When two paths lead to one – A tale of two brothers

Pictured: Patrick Whelan.

Pictured: Patrick Whelan.

The faces of those who died in the Rising of 1916 are not all known to us. There are many names and lives that have disappeared or are remembered in the stories of the families of the dead who carry on and commemorate the person.

NewsFour met with a Mr. Laurence Whelan whose family came from Ringsend, and still have strong ties to the community.
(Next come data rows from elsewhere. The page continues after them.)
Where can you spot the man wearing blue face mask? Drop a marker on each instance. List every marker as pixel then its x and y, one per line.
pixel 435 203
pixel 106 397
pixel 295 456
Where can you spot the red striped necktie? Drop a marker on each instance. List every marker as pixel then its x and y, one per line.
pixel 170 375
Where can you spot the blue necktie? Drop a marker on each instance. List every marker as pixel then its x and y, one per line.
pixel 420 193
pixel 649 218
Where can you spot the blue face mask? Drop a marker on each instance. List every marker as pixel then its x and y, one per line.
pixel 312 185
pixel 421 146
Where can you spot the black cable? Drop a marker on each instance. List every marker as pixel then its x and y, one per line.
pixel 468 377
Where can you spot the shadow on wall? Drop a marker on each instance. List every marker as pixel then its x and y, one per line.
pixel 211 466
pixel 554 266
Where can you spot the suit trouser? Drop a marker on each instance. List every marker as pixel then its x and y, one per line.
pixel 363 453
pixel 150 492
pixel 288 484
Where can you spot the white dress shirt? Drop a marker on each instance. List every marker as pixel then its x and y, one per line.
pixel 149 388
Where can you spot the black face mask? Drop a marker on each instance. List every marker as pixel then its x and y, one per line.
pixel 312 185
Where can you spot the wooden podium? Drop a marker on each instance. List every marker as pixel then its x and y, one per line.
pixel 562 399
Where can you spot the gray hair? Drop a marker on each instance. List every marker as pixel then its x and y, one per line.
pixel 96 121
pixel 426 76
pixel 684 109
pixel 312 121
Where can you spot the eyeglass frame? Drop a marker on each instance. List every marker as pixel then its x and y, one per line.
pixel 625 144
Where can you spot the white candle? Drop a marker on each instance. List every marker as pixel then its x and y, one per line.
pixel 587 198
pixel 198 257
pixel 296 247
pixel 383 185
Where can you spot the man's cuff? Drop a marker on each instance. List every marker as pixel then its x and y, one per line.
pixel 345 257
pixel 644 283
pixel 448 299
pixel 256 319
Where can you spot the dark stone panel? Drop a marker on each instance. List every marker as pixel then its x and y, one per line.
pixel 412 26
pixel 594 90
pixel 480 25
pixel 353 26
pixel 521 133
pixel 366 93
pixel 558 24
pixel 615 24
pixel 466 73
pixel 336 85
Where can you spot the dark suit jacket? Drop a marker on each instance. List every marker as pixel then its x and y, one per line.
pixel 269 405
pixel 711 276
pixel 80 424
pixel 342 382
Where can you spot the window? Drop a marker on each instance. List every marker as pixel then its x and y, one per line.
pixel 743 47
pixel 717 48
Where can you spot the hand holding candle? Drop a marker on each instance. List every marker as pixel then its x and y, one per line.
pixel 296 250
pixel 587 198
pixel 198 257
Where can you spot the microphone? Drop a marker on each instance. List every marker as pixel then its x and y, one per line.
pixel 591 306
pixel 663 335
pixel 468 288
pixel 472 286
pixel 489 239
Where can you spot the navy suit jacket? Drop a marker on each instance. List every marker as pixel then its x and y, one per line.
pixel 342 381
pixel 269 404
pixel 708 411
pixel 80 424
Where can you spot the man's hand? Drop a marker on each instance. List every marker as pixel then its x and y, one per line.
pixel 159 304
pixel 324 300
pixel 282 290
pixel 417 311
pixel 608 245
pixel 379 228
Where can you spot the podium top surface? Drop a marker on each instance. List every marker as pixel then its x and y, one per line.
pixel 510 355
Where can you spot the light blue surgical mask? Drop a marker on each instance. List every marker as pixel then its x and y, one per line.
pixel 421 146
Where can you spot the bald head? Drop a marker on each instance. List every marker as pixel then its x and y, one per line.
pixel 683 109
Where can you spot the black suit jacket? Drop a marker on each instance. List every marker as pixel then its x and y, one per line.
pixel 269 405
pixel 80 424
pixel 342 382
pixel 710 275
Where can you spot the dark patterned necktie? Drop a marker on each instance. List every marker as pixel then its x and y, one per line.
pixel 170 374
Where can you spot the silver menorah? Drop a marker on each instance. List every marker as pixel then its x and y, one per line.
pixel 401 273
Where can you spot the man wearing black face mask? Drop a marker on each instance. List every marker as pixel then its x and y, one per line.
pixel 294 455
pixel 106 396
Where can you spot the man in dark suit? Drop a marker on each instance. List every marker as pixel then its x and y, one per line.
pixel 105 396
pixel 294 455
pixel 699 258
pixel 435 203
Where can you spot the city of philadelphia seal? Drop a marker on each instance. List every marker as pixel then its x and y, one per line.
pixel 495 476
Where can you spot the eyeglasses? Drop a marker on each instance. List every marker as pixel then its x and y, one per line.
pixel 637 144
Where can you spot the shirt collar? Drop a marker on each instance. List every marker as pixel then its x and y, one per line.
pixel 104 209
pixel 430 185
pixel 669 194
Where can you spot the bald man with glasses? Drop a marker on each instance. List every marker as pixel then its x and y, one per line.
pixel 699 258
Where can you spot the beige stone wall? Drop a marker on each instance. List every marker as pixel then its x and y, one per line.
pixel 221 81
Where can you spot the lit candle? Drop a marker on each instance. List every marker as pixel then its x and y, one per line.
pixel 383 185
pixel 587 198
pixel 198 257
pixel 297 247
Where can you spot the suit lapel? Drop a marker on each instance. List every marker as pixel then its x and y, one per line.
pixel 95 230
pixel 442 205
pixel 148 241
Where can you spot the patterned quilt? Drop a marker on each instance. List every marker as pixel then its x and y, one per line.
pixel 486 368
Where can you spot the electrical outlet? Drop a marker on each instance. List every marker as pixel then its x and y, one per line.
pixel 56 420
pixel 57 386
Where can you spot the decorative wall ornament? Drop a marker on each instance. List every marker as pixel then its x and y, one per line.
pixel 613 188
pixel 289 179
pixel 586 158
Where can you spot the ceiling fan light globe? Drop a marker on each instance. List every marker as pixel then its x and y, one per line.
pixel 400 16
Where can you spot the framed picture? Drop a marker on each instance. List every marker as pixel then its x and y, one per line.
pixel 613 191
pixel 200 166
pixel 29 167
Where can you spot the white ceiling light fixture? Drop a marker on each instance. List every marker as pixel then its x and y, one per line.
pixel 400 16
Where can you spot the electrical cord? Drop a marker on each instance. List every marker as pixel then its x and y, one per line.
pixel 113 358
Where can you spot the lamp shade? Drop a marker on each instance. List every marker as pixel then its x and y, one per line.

Lawrence’s Grand uncle, Patrick Whelan of 28 Pembroke Cottages, Ringsend, was a volunteer with de Valera’s 3rd battalion, stationed in Boland’s Bakery and Mills, during the height of the 1916 Easter Rising. According to Lawrence, Patrick had previously been a “ship’s carpenter, who also played hurling for Fontenoys Club in Irishtown, Dublin.”

Lawrence stated that “in Ringsend you either worked on the ships or the Bottle House companies. They were the main source of employment for the time. There was also an ironworks in Ringsend back then.”

Patrick, pictured above, saw action during the battle of Mount Street Bridge, which culminated in the casualties of over 200 young British recruits who were ordered to “take the bridge at all costs.” The Irish volunteers were at a good vantage point on the roof of Boland’s Bakery against the British contingent that came from the school house opposite them.

According to eyewitness accounts, Patrick was on duty on the third floor of the mill, where he was sitting at the window facing the main railway line. Patrick was killed on the day of the engagement, when the battle intensified on both sides, as fire was returned from the British, with snipers firing towards the volunteers. Patrick was hit by a bullet that killed him instantly.

Patrick’s body lay for sometime unattended to, due to the unavailability of men, the sheer fatigue and the firing that commenced around all points of the building.

According to a witness and fellow volunteer, “we had the body removed to the ground floor and placed in its temporary coffin. We decided to bury the remains under a huge pile of clinkers in the yard, outside the engine room. I read some prayers; we said the rosary and our sad task at about mid-day on Friday.”

Patrick Whelan was only 23 years old when he died prematurely. His body has since been moved to Glasnevin Cemetery, where a memorial stone was unveiled in his honour.

Patrick’s older brother Martin Joseph Whelan, joined the Royal Navy at the age of 17, having previously worked on trawlers, most likely as a carpenter. He spent twelve years in active service before his untimely death at the age of 31 at the battle of Jutland on the 31st of May 1916.

Martin was an “able bodied seaman” on board the HMS Defence which was engaged and in pursuit of the German warships – the Goeben and the Breslau. The battle resulted in the deaths of over 8,000 men on both sides and subsequently resulted in the Allied blockade of Germany’s ports.

Martin has been commemorated at the Plymouth Naval Memorial and by the Commonwealth Graves Commission.

Whelan House beside St. Patrick’s Church was named in honour and in memory of Patrick’s tragic and premature death.

“Patrick was always well remembered by the family for the sacrifice he made. Martin was never really mentioned much by the family. These men who went off to fight and die in the British Navy have been forgotten, however it is only in recent times that people can recognise the sacrifice they made and talk openly about it,” said Lawrence.